I think the dating pool/relationship pool for transgender persons is more limited because of the inherent connection between gender and reproduction, as well as gender and sexual preference. If someone is willing to invest in a serious relationship, they are often thinking long-term, and if they are younger then they are likely to look at the transgender person and know it’s unlikely (or impossible) to have children with them, other than adoption.

The human race in general is very genital essentialist. The vast majority of American males, for example, would be horrified to date a woman with a penis, no matter how closely aligned they were mentally, emotionally, spiritually, or otherwise. Even the rest of her looked beautiful in public, most men have a laser-like focus directly on the genitals. The reverse is true with women, to a lesser extent. And no I’m not a hypocrite - I am attracted to women who are women between their ears. I would never throw someone away because of an ounce of flesh one way or the other.

And then folks are just plain scared of the stigma. Oh sure, most people talk a good game or are real e-tigers online, but when faced with the prospect of introducing their transgender girlfriend to their parents, they fold like a cheap card table. Even those who are independent people who can stand up to their families and friends may also worry about other repercussions, everything from stigma at work and potential loss of income, to routine discrimination, violence, and even murder.

Finally, some of us are just not all that good at relationships. We’ve been living in fear, denial, and shame for years - decades - and have accumulated some emotional damage that has to be repaired. And as we struggle with hormone therapy and its changes on our bodies and emotions, and as we struggle to find acceptance among all of society, struggle with job loss, loss of family, etc…well, being honest here many of us are basket cases due to the incredible weight of the edifice of society crashing down on us to condemn us for being gender transgressors.

For those and other reasons we’re not exactly hot dating prospects, especially those who do not have passing privilege.

Nope, and nope again. The book won’t incorporate the blog posts. It is titled The Story of Q: A GenderQueer Tale and it is mostly autobiographical rather than theoretical / discussional like the blog posts. Show, rather than tell. Still seeking a publisher, mostly from among the small niche presses.

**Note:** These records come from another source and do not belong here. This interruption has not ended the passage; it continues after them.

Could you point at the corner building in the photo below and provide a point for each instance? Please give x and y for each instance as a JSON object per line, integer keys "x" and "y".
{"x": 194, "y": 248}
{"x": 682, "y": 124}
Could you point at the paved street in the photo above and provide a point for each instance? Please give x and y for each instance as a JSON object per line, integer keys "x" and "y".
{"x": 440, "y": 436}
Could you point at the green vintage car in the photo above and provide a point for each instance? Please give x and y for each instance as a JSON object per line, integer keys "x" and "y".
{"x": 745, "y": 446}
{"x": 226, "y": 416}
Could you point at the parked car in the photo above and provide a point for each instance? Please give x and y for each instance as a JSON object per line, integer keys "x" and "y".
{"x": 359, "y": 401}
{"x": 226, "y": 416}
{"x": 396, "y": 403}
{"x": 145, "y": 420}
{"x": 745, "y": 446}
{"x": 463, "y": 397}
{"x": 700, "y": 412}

Nope. Or at least that’s not the point I am trying to make.

Let me try it this way:

Joe is a History student at a college in America, and he really wants to hang out with some other American History majors.

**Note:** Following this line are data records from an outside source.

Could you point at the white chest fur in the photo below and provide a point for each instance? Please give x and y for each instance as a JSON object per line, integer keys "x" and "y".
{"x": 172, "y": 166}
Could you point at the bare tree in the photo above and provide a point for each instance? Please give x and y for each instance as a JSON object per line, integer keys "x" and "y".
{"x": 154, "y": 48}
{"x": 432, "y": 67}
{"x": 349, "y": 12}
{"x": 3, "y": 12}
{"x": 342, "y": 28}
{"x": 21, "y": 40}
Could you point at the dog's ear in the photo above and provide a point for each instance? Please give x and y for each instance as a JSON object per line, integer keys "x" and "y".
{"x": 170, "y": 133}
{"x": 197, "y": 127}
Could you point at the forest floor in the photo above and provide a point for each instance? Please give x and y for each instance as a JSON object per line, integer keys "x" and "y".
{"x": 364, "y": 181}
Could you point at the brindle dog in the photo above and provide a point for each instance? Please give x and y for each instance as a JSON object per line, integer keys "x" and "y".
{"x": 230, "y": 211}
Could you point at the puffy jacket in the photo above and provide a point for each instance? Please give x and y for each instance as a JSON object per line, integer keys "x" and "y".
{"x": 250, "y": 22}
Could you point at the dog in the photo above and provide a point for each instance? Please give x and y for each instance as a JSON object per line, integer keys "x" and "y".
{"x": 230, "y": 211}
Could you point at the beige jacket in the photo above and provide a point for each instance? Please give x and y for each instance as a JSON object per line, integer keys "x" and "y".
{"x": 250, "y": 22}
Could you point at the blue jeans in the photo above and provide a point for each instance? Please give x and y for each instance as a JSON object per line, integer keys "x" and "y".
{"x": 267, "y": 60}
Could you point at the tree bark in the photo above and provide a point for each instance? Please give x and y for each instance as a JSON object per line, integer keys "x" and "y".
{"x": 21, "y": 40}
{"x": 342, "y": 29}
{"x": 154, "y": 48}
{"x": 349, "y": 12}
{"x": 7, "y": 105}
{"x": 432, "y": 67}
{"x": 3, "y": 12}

Sue is an American student of Russian culture and she really wants to hang out with some native Russians and observe their culture first-hand.

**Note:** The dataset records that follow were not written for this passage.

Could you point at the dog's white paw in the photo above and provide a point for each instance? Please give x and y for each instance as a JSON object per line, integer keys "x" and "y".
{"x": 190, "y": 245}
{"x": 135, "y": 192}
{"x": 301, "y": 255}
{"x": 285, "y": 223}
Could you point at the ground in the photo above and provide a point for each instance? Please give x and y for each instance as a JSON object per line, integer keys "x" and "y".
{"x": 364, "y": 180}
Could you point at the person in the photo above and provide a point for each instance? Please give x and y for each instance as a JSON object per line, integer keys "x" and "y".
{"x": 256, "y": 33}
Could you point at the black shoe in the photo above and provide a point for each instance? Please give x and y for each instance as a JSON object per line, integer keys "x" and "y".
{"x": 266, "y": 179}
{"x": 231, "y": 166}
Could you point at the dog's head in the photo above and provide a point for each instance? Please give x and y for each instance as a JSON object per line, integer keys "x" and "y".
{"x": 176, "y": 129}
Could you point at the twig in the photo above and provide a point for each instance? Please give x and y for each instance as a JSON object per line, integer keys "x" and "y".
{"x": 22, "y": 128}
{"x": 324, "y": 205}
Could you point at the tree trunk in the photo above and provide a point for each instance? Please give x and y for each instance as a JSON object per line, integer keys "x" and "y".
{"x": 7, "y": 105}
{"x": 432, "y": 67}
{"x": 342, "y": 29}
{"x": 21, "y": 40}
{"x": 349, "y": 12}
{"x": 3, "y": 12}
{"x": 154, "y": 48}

Joe joins the History club to promote the goals of the History department. He not only gets to address those goals, he also gets to hang out with other American History majors because that’s who also goes to the History club.

Sue joins the Russian culture club to promote the goals of the Russian Culture program. She ends up in a roomful of other students of Russian culture — American students like herself. It in no way scratches her itch to hang out with some native Russians and observe their culture first-hand.

With that in your head, now please go back and read the OP again?

I knew someone would understand!! <3 <3 <3 :slight_smile:
(ETA: I promise to make my next blogpost about my recent attempts at activism off the computer screen environment)

That’s a very good point, and one I often forget to think about. I’m sterile and have been since 23 and I actually did have someone I was in love with break off a relationship unexpectedly and I later wondered if that was why, that she wanted a connection that might lead to having kids.